PRIMARY AMENORRHEA WITH APLASTIC UTERUS, BILATERAL NON-COMMUNICATING RUDIMENTARY HORNS WITH HEMATOMETRA IN LEFT HORN AND CERVICOVAGINAL APLASIA (U5A C4 V4) – A RAREST CASE REPORT

Congenital uterine malformations account for 5.5 % of unselected population, while mullerian agenesis has an incidence of 1 in 4500-5000 females. Mullerian agenesis occurs due to embryological underdevelopment of mullerian duct with resultant agenesis or atresia of the vagina, uterus or both. We report a rare case of 22 year old female with primary amenorrhea with aplastic uterus with bilateral rudimentary horns, hematometra in left rudimentary horn and Cervicovaginal aplasia.
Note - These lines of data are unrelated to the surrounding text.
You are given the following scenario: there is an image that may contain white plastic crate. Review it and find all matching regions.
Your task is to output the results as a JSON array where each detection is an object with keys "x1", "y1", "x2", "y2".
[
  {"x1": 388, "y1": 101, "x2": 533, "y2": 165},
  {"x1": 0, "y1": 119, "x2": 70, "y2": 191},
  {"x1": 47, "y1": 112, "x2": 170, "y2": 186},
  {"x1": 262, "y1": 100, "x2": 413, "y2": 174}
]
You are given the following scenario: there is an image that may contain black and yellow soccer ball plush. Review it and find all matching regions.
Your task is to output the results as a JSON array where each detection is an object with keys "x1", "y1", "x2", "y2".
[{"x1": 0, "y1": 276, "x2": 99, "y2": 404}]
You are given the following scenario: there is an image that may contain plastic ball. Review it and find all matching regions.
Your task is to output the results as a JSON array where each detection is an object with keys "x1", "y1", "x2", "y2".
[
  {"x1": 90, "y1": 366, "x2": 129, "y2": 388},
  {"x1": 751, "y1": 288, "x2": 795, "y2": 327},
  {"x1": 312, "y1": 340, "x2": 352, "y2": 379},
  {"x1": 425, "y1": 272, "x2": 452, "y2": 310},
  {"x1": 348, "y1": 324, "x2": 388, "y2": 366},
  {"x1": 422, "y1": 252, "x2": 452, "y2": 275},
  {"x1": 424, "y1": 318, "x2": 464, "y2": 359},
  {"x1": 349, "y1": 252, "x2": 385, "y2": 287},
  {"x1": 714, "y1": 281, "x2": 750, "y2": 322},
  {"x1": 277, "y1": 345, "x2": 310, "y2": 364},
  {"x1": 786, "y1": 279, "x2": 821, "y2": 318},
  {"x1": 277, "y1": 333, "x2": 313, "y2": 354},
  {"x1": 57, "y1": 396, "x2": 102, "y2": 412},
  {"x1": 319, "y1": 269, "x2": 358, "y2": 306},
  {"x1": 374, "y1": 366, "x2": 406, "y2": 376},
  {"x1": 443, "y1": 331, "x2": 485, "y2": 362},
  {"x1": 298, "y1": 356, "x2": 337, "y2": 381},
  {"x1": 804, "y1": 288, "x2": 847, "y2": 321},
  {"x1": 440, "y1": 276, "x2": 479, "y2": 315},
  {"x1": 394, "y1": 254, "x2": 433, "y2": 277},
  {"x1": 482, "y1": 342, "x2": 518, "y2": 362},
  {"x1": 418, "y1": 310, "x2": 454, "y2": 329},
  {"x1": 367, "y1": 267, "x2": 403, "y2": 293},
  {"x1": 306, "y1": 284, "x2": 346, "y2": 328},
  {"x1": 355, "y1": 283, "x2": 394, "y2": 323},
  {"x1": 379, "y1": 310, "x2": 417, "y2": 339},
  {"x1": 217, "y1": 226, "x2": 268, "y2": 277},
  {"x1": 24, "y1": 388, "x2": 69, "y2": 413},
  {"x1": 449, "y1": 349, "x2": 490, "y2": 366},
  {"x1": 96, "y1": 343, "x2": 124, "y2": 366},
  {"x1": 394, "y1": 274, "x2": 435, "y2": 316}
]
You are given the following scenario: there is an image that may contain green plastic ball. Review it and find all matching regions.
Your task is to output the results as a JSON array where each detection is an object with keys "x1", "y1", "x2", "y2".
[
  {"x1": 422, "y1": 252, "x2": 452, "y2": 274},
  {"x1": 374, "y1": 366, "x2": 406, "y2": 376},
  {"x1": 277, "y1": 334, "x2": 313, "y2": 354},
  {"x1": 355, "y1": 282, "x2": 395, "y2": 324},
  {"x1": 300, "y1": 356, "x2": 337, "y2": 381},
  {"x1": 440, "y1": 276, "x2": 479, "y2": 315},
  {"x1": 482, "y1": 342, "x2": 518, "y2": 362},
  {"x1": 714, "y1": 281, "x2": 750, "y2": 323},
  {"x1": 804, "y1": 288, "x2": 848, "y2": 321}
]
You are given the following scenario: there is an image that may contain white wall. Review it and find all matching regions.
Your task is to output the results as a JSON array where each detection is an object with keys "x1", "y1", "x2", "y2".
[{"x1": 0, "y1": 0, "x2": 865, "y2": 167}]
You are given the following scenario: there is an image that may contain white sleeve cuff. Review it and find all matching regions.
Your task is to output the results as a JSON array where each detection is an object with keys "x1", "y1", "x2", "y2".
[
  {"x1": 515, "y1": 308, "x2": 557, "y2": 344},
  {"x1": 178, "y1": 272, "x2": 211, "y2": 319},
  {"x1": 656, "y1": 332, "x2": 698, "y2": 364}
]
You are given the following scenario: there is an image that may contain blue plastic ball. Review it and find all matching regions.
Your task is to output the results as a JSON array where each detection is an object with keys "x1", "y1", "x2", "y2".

She came to our OPD with history of primary amenorrhea and vaginal discharge for 15 days. General physical examination revealed well developed secondary sexual characteristics and normal breast development. Axillary and pubic hair development was normal. A small dimple of 1 cm was noted at the site of Vagina. Uterus was felt like a small hypoplastic nodule on per rectal examination. Laparoscopy revealed bilateral rudimentary horns , combined agenesis of uterus , cervix and vagina. Resection of Bilateral rudimentary horns with hematometra and bilateral salpingectomy was done followed by Mc Indioe Vaginoplasty on follow up visit 3 months before her wedding. 3D Ultrasonography and MRI are gold standard for diagnosing Mullerian agenesis, but using laparoscopy aids in arriving at an accurate diagnosis. Patients should be provided with mental health support for better social, marital life and gestational surrogacy as the fertility option.